La chapelle - qui se trouve dans le socle monumental de la statue - est de forme conique. Elle est de pierres naturelles, et mesure 20 mètres de haut. Sa circonférence est de 64 mètres à la base, et de 12 mètres au sommet. Un escalier extérieur de 104 marches, en colimaçon, mène vers le sommet du socle, et aboutit aux pieds mêmes de Notre-Dame du Liban.
L’édification de la chapelle est confiée à l'entrepreneur Ibrahim Makhlif de Ain El-Rihané. Les travaux supervisés par le père Chekrallah Khoury – plus tard évêque de Tyr - sont terminés en juin 1907. L’inauguration a lieu le premier dimanche de mai 1908 en présence des autorités du pays et d’un grand concours de personnes venues des quatre coins du Liban. Le sanctuaire et la statue sont bénits par le nouveau nonce apostolique Federico Giannini. Et la messe pontificale solennelle est célébrée par le patriarche entouré des évêques du pays avec leur clergé. À la fin de l’office une icône de Notre-Dame du Liban est placée dans le sanctuaire. Depuis cette cérémonie et par décision du patriarche maronite, la fête liturgique de Notre-Dame du Liban est célébrée le premier dimanche du mois de mai.

Basilique

Étant donné le nombre croissant de pèlerins et visiteurs l’idée de construire une grande église à proximité du sanctuaire de Notre-Dame du Liban nait dans les années 1960. La forme de la basilique est un croisement architectural entre un cèdre libanais et un navire phénicien antique. Grâce à ses grandes dimensions, 115 mètres de long, 67 mètres de large, avec une coupole s'élevant à 62 mètres au-dessus du sol, l’édifice se distingue au sommet d'une montagne de 500 mètres de haut qui surplombe la baie et ville de Jounieh.
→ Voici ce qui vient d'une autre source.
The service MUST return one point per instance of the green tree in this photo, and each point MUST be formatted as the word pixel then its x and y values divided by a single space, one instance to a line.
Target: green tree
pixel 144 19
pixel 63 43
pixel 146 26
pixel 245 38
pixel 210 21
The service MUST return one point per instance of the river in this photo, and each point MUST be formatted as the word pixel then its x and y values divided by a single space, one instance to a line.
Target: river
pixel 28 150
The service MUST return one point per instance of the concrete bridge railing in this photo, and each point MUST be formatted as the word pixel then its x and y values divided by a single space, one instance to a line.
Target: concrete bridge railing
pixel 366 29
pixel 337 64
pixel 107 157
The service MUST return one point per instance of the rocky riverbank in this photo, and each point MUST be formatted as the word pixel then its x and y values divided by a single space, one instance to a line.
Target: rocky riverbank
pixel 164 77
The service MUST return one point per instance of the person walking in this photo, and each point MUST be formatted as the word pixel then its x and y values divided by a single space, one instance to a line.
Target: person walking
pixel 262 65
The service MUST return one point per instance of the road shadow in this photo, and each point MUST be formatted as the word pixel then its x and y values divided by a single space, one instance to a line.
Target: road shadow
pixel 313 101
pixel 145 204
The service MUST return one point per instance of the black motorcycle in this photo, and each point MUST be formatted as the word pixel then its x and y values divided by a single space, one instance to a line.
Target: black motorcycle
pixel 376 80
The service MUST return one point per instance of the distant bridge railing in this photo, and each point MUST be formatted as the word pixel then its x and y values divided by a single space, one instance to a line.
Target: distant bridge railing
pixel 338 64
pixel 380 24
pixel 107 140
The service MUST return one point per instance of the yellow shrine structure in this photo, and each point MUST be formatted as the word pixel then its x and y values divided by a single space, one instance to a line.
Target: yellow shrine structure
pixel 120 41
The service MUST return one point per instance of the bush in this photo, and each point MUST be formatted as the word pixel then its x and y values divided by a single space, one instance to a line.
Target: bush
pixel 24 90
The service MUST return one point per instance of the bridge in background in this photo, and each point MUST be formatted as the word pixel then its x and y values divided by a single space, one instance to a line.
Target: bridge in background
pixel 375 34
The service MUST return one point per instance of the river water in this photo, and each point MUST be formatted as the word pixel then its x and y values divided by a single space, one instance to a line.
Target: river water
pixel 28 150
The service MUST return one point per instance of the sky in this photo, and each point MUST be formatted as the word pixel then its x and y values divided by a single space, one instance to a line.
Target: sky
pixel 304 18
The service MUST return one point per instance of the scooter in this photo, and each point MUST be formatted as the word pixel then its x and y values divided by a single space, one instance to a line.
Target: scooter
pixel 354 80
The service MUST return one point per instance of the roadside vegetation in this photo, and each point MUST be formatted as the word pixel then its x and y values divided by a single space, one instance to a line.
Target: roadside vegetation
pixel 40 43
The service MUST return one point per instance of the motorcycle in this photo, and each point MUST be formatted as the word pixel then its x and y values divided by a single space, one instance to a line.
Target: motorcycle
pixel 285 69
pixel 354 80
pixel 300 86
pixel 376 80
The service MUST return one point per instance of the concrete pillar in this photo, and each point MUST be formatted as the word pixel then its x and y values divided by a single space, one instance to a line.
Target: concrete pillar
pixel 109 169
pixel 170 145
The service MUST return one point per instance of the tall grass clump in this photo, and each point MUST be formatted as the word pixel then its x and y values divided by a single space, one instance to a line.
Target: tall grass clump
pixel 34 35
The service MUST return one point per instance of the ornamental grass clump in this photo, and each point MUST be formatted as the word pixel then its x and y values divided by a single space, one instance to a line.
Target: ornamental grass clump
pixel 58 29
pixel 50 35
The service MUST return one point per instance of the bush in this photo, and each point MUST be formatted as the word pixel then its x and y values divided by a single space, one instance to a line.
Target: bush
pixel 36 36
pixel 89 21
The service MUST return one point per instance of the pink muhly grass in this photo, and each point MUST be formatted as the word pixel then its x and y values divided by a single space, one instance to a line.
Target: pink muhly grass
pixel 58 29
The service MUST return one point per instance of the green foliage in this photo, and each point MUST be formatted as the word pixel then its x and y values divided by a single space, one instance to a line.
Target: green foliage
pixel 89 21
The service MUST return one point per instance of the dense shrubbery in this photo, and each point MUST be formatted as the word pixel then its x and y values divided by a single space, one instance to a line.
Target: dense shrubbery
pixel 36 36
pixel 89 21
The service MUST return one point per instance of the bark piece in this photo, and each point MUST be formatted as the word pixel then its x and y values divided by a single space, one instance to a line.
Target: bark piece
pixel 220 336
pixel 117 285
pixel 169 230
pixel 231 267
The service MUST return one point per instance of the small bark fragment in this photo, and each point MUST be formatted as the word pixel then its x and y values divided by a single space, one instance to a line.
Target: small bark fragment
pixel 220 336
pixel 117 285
L’église accueille confortablement jusqu'à 3500 personnes. Elle est construite de telle manière que, de l’intérieur, les fidèles peuvent contempler Notre-Dame du Liban au sommet du sanctuaire original, à travers une grande baie vitrée - 20 mètres de large sur 42 mètres de haut – située derrière l’autel. Depuis les années 1980, de nombreuses cérémonies religieuses furent célébrés dans la basilique, en particulier durant le mois de mai, mois de Marie. Le 10 mai 1997 le pape Jean-Paul II y a célébré la messe lors de sa visite pastorale à Beyrouth.
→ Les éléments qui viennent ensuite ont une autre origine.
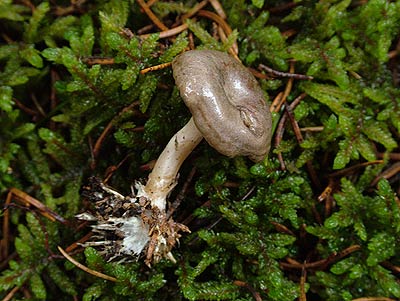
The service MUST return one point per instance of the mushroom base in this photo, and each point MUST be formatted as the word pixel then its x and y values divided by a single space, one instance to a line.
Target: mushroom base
pixel 127 227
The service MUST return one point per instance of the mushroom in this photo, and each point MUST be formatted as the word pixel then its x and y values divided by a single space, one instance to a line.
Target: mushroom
pixel 228 111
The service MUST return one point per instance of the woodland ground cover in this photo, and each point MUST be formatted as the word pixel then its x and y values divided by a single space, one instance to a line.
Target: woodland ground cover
pixel 319 219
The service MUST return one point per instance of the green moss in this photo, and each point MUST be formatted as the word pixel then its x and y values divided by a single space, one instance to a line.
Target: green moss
pixel 57 97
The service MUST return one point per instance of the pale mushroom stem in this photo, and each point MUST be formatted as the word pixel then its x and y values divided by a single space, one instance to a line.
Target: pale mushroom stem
pixel 162 179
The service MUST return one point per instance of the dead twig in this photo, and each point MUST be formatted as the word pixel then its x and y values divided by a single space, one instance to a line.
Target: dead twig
pixel 151 15
pixel 255 294
pixel 85 268
pixel 320 264
pixel 284 74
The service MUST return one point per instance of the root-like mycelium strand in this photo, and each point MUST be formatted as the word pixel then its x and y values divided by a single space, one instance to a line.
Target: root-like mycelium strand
pixel 228 110
pixel 128 226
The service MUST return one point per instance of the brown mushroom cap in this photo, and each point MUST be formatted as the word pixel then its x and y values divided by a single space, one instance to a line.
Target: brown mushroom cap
pixel 226 102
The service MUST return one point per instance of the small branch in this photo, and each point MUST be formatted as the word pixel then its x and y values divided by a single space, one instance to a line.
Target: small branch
pixel 156 67
pixel 284 74
pixel 151 15
pixel 351 169
pixel 167 33
pixel 84 268
pixel 255 294
pixel 218 8
pixel 303 278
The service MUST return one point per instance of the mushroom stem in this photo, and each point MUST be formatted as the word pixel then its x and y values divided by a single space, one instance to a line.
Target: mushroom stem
pixel 162 179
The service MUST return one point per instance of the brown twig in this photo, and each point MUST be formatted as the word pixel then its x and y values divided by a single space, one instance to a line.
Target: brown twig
pixel 98 61
pixel 282 228
pixel 194 10
pixel 151 15
pixel 255 294
pixel 156 67
pixel 218 8
pixel 373 299
pixel 393 170
pixel 284 74
pixel 320 264
pixel 303 278
pixel 85 268
pixel 167 33
pixel 351 169
pixel 280 130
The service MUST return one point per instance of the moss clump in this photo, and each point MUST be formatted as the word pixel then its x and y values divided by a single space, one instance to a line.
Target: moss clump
pixel 319 219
La Basilique a été concue par l'architecte Pierre El Khoury et restaurée en 2013 par le cabinet d'architecture 4B Architects - Said Bitar.

Aujourd’hui

Construit en 1965 le téléphérique de Jounieh permet d’arriver au sommet du « Rocher d’Harissa » en 12 minutes. Depuis lors le sanctuaire a vu le nombre de pèlerins augmenter considérablement, particulièrement durant le mois de mai, mois de Marie. Son emplacement exceptionnel avec vue panoramique sur la baie de Jounieh, en a fait également une attraction touristique de première importante. Chaque année des milliers de touristes venus du monde entier (chrétiens, musulmans et autres) visitent la sanctuaire.
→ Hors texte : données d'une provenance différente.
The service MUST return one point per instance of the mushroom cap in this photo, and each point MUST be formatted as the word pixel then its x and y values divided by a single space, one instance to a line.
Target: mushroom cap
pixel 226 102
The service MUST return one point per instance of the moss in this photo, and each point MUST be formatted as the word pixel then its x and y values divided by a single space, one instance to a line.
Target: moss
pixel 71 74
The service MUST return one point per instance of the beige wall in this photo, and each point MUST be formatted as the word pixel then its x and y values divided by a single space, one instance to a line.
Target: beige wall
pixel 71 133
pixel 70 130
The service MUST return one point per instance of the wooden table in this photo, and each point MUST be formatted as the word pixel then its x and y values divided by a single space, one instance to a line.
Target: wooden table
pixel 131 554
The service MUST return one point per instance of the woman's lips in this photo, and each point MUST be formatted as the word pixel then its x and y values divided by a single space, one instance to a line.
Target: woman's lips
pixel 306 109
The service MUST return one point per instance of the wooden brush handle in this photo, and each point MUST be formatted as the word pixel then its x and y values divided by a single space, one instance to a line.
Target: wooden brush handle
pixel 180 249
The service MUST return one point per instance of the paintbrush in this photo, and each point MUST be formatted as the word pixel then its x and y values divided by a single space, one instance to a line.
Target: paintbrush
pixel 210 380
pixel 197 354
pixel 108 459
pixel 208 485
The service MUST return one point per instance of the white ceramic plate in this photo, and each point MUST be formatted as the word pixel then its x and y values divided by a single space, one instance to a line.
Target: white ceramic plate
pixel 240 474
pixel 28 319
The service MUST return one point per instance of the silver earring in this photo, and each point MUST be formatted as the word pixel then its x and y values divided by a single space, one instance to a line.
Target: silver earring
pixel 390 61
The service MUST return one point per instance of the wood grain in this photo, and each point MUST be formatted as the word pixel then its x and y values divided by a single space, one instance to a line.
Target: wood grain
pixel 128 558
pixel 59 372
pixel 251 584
Pour mieux recevoir les pèlerins un centre, appelé ‘Bethania’, fut édifié en 2005, avec chapelle de 300 places. Il offre des possibilités de séjour pour retraites spirituelles comme pour séminaires et conférences, même de niveau international. Des pères de la congrégation des missionnaires libanais en assurent la direction comme les services spirituels et pastoraux.